È questa situazione estrema che noi stiamo oggi vivendo. La moltiplicazione senza limiti dei dispositivi tecnologici, l’assoggettamento crescente a vincoli e autorizzazioni legali di ogni genere e specie e la sudditanza integrale rispetto alle leggi del mercato rendono gli individui sempre più dipendenti da fattori che sfuggono integralmente al loro controllo.
Gunther Anders ha definito la nuova relazione che la modernità ha prodotto fra l’uomo e i suoi strumenti con l’espressione: «dislivello prometeico» e ha parlato di una «vergogna» di fronte all’umiliante superiorità delle cose prodotte dalla tecnologia, di cui non possiamo più in alcun modo ritenerci padroni.
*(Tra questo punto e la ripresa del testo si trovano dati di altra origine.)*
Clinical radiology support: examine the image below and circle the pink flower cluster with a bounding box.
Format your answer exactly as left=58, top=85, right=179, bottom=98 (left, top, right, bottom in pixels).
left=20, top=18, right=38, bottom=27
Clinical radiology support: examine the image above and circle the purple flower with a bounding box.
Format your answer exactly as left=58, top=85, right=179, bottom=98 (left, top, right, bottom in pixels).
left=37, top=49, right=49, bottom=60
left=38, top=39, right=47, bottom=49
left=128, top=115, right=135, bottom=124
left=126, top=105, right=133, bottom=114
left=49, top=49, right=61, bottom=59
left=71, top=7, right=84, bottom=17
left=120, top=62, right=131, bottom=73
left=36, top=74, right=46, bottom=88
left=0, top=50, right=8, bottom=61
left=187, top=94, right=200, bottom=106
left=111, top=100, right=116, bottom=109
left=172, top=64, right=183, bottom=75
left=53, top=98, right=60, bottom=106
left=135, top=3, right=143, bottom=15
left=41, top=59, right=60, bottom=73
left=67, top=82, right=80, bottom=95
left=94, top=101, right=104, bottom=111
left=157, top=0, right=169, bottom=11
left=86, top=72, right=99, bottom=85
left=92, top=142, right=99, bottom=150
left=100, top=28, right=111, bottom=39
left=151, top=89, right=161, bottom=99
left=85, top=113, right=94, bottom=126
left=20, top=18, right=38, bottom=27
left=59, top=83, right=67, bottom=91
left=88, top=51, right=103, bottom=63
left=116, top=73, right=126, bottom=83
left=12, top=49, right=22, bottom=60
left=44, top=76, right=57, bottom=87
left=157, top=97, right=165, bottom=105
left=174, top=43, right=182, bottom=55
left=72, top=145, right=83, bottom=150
È possibile che oggi questo dislivello abbia raggiunto il punto di tensione massima e l’uomo sia diventato del tutto incapace di assumere il governo della sfera dei prodotti da lui creati.
All’inibizione della vitalità descritta da Bolk si aggiunge l’abdicazione a quella stessa intelligenza che poteva in qualche modo frenarne le conseguenze negative.
L’abbandono di quell’ultimo nesso con la natura, che la tradizione filosofica chiamava lumen naturae, produce una stupidità artificiale che rende l’ipertrofia tecnologica ancora più incontrollabile.
Che cosa avverrà della lumaca schiacciata dal suo stesso guscio? Come riuscirà a sopravvivere alle macerie della sua casa? Sono queste le domande che non dobbiamo cessare di porci.